Lineair programmeren > Beslissingsproblemen
12345Beslissingsproblemen

Antwoorden van de opgaven

Opgave V1

Zie de Uitleg .

Opgave 1
a

`x` is het aantal fietsen en de handelaar wil niet meer dan `50` fietsen. Deze eis geeft: `0 le x le 50` .
`y` is het aantal e-bikes en daarvoor geldt per definitie: `y ge 0` .
De handelaar heeft maximaal € 95000,00 om fietsen (€ 500,00 per stuk) en e-bikes (€ 900,00 per stuk) te kopen: `500x + 900y le 95000` .
Ieder rijwiel neem 0,5 m2 in beslag en de handelaar heeft `60` m2 opslagruimte: `0,5x + 0,5y le 60` .

b

Schrijf de grenslijnen (behalve de eerste) als `y_1 = 120 - x` en `y_2 = (950 - 5x)/9` met venster bijvoorbeeld `0 le x le 50` en `0 le y le 120` .

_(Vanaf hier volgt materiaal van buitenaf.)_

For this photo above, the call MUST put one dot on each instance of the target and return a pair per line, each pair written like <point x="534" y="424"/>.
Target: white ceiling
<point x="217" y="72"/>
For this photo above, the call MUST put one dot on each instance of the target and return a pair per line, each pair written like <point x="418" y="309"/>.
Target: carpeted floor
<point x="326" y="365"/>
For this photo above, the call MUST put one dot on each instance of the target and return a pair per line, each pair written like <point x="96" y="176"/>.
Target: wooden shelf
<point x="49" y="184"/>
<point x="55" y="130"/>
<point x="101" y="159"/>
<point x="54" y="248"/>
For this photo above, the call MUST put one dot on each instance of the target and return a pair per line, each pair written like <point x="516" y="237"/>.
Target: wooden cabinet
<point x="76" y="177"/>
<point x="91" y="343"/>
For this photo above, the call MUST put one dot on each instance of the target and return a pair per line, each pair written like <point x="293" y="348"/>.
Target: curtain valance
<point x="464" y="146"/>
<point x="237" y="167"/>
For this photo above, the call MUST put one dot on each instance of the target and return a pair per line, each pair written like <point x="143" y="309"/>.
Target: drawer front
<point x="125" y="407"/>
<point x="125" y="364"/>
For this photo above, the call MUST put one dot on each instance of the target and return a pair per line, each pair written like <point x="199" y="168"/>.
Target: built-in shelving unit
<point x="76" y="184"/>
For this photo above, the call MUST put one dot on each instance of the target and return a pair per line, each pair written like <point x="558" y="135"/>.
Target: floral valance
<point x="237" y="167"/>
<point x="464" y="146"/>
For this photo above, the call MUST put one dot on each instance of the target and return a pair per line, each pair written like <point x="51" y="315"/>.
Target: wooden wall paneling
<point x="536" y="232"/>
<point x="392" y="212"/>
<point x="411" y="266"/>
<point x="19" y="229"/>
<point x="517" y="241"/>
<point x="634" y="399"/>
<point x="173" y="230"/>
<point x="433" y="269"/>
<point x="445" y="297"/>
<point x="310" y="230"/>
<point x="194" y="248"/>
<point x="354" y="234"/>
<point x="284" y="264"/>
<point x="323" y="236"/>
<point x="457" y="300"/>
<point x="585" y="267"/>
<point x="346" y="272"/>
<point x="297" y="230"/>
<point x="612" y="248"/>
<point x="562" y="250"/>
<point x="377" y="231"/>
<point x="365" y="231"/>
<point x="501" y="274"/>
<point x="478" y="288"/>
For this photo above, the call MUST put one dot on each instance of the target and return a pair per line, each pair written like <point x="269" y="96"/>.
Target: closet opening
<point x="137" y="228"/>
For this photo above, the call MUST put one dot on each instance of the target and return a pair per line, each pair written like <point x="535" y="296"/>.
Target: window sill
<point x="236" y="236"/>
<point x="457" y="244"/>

Kies bijvoorbeeld `W = 20000` en `W = 30000` , schrijf ook de bijbehorende niveaulijnen in de juiste vorm en voer ze in.

c

De hoogste niveaulijn die nog in het toegestane gebied valt, is de niveaulijn door het snijpunt van de grenslijnen `y = (950 - 5x)/9` en `y = 120 - x` . Dat snijpunt is `(32,5; 87,5)` maar een halve fiets of e-bike inkopen kan uiteraard niet.
Van de vier punten met gehele `x` en `y` om dit punt heen, vallen de twee punten `(32, 87)` en `(33,87)` binnen het toegestane gebied.
Punt `(33,87)` levert de meeste winst op.

e

Vul punt `(33, 87)` in de doelfunctie in `W = 200 * 33 + 300 * 87 = 32700,00` euro.

Opgave 2
a

`x` is het aantal fietsen en `y` het aantal e-bikes per week.

b
  • `0 le x le 120`

  • `0 le y le 70`

  • `x + y le 140`

  • `x + 2y le 180`

c

Gebruik je GR met venster `0 le x le 120` en `0 le y le 100` .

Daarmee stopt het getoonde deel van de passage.